INTERSPEECH 2006 - ICSLP
In spoken document retrieval, it is necessary to support a variety of audio corpora from sources that have a range of conditions (e.g., channels, microphones, noise conditions, recording media, etc.). Varying band-limited speech represents one of the most challenging factors for robust speech recognition. The missing-feature reconstruction method shows the effectiveness in recognition of the speech corrupted by additive noise. However, it has a problem when applied to the band-limited speech reconstruction, since it assumes that the observations in the unreliable regions are always greater than the latent original clean speech. In this study, we propose to modify the current way to calculate the marginal probability for reconstruction into the computation depending only on the reliable components. To detect the cut-off regions from incoming speech, the blind mask estimation scheme is proposed, which employs the synthesized band-limited speech model without training database.

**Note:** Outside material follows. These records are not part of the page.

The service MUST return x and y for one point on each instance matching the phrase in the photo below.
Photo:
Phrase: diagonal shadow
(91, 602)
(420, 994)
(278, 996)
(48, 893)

Experimental results on Aurora 2.0 and actual band-limited speech (NGSW corpus) indicate that the proposed method is effective in improving recognition accuracy of the band-limited speech. Through combining with an adaptation method, 22.17% of relative improvement is obtained on NGSW.
Bibliographic reference. Kim, Wooil / Hansen, John H. L. (2006): "Missing-feature reconstruction for band-limited speech recognition in spoken document retrieval", In INTERSPEECH-2006, paper 1826-Thu1CaP.2.